GENERAL POPULATION | NURSING POPULATION | |
---|---|---|
RACE OR ETHNICITY | % | % |
White | 72 | 81 |
Hispanic | 18 | 10 |
African American/Black | 13 | 8 |
Asian | 6 | 5 |
American Indian/Alaskan Native | 1 | – |
Native Hawaiian/Pacific Islander | – | 1 |
2 or more | 3 | 2 |
Other | 5 | 1 |
Note. Because of rounding, percentages may not total 100.
Note. Based on information from National Center for Health Workforce Analysis, 2019; U.S. Census Bureau, 2019.
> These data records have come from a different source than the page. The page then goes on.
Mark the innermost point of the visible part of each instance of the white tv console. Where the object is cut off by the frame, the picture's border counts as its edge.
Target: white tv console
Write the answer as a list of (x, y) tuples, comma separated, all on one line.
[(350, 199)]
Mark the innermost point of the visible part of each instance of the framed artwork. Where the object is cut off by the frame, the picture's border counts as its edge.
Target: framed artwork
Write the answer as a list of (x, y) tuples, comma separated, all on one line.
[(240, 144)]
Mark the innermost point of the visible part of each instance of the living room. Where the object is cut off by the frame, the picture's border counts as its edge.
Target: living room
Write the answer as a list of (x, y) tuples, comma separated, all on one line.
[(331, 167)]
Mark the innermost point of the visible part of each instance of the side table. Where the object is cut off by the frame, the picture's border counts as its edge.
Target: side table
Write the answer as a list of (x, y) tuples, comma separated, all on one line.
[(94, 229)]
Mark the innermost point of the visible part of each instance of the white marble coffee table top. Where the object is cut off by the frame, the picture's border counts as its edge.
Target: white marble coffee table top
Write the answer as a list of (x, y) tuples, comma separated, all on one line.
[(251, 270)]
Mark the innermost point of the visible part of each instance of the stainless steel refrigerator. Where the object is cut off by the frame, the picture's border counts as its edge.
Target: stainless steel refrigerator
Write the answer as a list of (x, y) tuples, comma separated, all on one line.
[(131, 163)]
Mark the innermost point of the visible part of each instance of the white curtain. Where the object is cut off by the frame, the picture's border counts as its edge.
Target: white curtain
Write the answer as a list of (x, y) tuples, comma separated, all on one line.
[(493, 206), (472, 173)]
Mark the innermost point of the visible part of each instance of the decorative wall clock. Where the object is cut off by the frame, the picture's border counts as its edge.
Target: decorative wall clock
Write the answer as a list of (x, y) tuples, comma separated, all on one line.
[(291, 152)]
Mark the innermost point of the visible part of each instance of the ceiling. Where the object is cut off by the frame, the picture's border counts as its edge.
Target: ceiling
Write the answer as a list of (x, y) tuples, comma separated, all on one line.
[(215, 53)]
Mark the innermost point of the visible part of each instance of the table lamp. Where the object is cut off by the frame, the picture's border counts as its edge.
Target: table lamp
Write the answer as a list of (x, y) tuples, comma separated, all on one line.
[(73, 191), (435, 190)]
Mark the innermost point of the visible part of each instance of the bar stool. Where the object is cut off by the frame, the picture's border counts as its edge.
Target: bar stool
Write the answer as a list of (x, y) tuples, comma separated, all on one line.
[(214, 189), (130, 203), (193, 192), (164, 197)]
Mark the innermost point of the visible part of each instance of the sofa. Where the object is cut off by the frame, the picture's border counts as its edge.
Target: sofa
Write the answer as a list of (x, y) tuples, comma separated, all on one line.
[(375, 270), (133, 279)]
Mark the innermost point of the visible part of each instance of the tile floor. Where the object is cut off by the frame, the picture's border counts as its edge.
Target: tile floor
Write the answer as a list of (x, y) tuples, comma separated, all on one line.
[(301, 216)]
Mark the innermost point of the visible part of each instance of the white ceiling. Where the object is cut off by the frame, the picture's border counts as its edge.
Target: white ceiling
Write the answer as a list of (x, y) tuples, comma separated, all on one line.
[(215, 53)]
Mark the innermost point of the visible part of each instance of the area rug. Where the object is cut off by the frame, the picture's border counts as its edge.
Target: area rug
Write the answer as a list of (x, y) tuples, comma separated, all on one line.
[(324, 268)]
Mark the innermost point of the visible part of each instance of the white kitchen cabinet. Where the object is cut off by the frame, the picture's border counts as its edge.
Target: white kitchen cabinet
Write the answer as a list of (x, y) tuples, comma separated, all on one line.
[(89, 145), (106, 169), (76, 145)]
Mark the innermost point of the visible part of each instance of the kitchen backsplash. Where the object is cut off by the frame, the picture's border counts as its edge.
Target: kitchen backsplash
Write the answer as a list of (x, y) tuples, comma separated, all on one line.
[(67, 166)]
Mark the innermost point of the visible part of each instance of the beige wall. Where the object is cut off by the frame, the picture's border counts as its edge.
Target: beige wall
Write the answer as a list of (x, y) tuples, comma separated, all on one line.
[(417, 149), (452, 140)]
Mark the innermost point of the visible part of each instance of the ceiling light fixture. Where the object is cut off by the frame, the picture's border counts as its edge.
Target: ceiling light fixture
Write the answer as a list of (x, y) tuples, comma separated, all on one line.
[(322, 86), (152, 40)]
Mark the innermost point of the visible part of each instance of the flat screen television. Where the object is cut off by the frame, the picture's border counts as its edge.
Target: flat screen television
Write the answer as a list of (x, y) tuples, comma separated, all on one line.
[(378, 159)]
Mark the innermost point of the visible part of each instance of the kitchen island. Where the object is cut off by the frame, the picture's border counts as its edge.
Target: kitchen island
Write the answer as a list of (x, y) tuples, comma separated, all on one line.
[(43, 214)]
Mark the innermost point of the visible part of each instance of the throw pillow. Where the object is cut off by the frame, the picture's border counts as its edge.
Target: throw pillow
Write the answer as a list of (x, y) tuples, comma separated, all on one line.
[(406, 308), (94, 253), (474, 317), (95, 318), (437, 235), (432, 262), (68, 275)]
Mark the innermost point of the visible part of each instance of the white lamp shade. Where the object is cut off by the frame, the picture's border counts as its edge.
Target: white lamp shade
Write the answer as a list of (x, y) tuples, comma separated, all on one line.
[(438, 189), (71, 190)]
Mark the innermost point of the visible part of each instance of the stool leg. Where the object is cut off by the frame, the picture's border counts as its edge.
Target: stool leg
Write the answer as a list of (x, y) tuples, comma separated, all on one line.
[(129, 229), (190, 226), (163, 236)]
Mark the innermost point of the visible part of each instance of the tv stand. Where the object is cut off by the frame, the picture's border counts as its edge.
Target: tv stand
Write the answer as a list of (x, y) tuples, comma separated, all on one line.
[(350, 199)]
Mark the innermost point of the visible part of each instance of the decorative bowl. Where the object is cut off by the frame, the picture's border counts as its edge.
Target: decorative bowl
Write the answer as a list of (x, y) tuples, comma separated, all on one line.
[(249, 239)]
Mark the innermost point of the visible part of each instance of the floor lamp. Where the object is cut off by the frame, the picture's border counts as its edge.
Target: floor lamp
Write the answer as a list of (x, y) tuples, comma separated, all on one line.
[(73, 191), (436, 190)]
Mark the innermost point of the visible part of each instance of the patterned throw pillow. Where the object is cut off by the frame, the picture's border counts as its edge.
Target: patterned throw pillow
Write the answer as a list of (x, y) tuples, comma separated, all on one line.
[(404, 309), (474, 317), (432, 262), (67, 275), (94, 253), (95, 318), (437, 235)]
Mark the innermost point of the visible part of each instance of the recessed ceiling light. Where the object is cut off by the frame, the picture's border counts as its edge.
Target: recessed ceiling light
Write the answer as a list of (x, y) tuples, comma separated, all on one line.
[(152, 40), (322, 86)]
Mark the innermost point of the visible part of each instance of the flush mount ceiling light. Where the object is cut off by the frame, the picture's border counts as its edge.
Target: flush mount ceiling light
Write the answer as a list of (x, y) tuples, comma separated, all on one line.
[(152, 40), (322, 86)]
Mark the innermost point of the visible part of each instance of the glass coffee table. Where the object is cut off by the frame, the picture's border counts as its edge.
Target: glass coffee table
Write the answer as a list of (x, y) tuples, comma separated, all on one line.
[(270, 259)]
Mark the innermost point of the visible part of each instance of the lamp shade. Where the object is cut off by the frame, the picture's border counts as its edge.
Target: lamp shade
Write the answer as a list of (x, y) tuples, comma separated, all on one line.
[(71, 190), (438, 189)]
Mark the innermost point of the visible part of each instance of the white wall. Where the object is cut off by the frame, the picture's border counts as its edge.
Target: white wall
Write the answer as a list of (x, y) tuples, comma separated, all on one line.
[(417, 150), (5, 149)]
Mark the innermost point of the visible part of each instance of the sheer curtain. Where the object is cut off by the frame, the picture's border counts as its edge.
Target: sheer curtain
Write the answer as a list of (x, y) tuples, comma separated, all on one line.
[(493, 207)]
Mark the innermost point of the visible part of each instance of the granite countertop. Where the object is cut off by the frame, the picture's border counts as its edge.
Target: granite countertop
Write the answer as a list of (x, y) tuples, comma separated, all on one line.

Diversification in nursing is an avenue toward improving health care and health outcomes (Andrews et al., 2010). The U.S. federal government and organizations, such as the Robert Wood Johnson Foundation, have supported diversification of the nursing profession through the provision of funding and training to some minoritized future nurses for nearly 20 years (Adams et al., 2017; Johnson-Mallard et al., 2019; Nursing Workforce Reauthorization Act, 2019); however, the state of the sociodemographic makeup of the nursing pipeline at present does not lend itself to capitalizing on the power of shared culture. As such, nursing education can retrain and retool nursing faculty and students to be humble in the face of individuals with cultures that may not be like their own. In fact, the nursing pledge commonly taken during nursing pinning ceremonies (introduction into the profession of nursing) infers that nurses have an ethical obligation to care for all individuals equitably. The American Nurses Association (2015) asserts that nurses uphold the ethics encompassed by nine major principles: compassion and respect, commitment to patients, advocacy for patient rights and well-being, promotion of optimal health, integrity, promotion of ethics, advancement of the nursing profession, collaboration across professions and sectors, and integration of social justice. Despite these principles, the healthcare workforce is wrought with inequality.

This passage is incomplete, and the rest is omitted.